To Matisse, painting was also a process that was constantly being reworked and updated over time.[6] Bathers with a Turtle also bears evidence of this assertion, as the central figure has been modified and moved to its position farther to the right. Matisse’s frenetic brushstrokes around the central figure both reveal and conceal the previous outline of the body, and showcase his emphasis on the dynamic and deliberate painting process that he felt was overlooked at the 1905 Salon d’Automne.

Demoiselles D'Avignon

Figure 3. Pablo Picasso, Les Demoiselles D'Avignon, 1907

Oil on canvas, 96 x 92 in.

Musuem of Modern Art, New York.

Matisse also re-conceptualizes and asserts his approach to painting by referencing Pablo Picasso’s Les Demoiselles D’Avignon (1907, Figure 3). Matisse had seen the Spanish artist’s seminal work in his studio in the fall of 1908, and Les Demoiselles D’Avignon greatly influenced the composition and the treatment of the subject matter in Bathers with a Turtle.[7] Both artists orient the bodies of their nudes around a central point – the turtle or a bowl of fruit in Demoiselles – and work with the modernist concept of primitivism, or the appropriation of so-called “primitive,” non-western depictions of the figure. Picasso and Matisse’s depiction of the women’s faces and geometric, hyper-sexualized bodies reflect the inspiration of this “primitive” art.

Matisse’s progressive attitudes towards the future of painting existed within a society that nevertheless dwelled on artistic tradition, and thus Matisse points out that “a painter who addresses the public not just in order to present his works but to reveal some of his ideas on the art of painting, exposes himself[8]” to the trained and judging gaze of its public. Bathers with a Turtle was received well by patrons of modern artists, including Karl Ernst Osthaus, the founder of the historic Folkwang Museum in Germany, yet was despised by Adolf Hitler’s regime and was sold to collector Joseph Pulitzer in the Degenerate Art Auctions before World War II.[9] Art that conflates, remixes, and moves forward, Matisse implies, exposes the artist’s work to such polarizing critique, and it is in this way that Bathers with a Turtle becomes both an “imprint of [its] time[10]” while simultaneously becoming a timeless symbol of modernity through the progression of the twentieth century.

 



[1] John Russell, The World of Matisse, 1869-1954. (New York: Time-Life Books, 1969), 36.

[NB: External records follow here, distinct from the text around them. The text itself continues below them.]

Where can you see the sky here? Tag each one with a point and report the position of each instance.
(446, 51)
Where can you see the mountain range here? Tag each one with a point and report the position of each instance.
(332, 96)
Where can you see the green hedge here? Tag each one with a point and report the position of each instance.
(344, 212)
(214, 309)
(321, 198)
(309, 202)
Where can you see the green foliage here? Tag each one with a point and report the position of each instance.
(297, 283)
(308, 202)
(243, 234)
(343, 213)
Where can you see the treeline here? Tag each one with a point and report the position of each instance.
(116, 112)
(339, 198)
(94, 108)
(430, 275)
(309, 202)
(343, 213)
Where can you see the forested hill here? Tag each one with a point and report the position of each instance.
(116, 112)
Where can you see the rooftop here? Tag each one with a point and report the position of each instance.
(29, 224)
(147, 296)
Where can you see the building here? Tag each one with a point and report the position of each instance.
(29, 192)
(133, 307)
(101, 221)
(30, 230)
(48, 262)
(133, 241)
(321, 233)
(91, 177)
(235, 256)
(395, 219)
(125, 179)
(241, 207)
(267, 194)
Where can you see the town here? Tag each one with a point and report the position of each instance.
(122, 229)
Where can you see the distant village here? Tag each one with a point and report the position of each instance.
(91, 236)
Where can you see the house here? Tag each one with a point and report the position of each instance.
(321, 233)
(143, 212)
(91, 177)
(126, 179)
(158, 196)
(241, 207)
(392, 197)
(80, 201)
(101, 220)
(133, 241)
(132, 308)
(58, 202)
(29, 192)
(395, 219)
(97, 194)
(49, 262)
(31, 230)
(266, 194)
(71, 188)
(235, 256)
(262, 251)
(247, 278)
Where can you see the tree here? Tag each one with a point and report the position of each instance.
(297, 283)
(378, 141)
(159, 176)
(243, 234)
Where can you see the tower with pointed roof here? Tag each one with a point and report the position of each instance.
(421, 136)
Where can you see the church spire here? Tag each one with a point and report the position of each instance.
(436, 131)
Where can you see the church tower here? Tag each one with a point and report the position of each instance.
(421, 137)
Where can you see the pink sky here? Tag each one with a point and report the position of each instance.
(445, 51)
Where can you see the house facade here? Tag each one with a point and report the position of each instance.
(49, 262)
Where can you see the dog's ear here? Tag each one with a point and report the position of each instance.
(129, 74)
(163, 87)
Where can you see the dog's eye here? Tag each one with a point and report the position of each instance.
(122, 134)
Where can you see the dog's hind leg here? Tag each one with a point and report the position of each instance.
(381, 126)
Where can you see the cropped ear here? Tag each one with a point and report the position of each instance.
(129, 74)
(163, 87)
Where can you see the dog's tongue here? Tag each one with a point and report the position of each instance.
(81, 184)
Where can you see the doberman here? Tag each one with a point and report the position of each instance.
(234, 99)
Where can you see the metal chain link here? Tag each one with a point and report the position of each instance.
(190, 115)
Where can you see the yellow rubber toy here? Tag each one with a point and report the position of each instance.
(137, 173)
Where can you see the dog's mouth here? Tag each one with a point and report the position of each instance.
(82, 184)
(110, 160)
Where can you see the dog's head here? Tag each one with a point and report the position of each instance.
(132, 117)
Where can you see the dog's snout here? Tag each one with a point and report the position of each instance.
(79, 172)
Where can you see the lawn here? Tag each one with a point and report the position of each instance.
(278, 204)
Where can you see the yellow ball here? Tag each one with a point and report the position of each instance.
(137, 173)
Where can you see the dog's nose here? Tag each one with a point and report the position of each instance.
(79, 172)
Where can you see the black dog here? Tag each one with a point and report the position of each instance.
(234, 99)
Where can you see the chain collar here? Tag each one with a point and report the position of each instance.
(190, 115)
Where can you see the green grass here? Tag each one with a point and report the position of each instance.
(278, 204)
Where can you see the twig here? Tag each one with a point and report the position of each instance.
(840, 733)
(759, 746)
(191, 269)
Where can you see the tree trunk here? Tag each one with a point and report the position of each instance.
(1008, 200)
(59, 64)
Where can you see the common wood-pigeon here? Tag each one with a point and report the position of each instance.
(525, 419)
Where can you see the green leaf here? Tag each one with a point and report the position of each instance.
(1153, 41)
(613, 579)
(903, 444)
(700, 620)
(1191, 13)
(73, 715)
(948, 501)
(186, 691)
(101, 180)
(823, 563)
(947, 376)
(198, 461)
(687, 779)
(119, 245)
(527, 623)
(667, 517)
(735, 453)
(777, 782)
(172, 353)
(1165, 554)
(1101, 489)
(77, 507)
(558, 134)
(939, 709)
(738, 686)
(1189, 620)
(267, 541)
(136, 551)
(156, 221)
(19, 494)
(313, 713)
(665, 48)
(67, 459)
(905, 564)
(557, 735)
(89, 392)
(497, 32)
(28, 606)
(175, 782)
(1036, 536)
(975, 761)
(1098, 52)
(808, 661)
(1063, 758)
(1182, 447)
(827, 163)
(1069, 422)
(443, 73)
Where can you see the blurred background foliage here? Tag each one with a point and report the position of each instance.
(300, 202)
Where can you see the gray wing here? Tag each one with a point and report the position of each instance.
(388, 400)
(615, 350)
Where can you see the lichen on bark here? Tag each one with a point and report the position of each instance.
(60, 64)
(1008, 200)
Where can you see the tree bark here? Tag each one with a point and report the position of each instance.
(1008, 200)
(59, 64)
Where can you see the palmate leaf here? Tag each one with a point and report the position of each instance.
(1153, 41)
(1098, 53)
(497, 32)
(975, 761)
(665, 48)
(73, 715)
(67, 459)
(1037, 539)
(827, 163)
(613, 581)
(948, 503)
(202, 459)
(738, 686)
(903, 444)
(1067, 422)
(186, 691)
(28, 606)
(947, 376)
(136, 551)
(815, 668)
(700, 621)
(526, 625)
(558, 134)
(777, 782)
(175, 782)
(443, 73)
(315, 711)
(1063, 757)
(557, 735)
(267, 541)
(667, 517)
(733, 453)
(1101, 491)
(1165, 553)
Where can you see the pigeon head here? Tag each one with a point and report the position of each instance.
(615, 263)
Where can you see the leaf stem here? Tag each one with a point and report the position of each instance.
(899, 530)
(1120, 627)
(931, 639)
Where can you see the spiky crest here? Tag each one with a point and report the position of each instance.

[2] John Russell, The World of Matisse, 1869-1954, 36.

[3] Sarah Whitfield. Fauvism. (New York: Thames and Hudson, 1996), 7.

[4] Henri Matisse “Notes of a Painter,” 1908. Reprinted and translated in Art in Theory, 1900-2000: An Anthology of Changing Ideas. 2nd ed. (Malden, MA: Blackwell Pub., 2003), 69-75.

[5] Harrison, "Henri Matisse (1869-1954), ‘Notes of a Painter,’" 71.

[6] Harrison, "Henri Matisse (1869-1954), ‘Notes of a Painter,’" 74.

[7] Karen Wilkin. "After the Retrospective: Matisse and Picasso." The Hudson Review 46, no. 1 (1993), 195-200.

[8] Harrison, "Henri Matisse (1869-1954), ‘Notes of a Painter,’" 70.

[9] Laurie A. Stein. "The History and Reception of Matisse's Bathers with Turtle in Germany, 1908-1939." Bulletin (St. Louis Art Museum) 22, no. 3 (Fall 1998): 51.

[10] Harrison, "Henri Matisse (1869-1954), ‘Notes of a Painter,’" 75.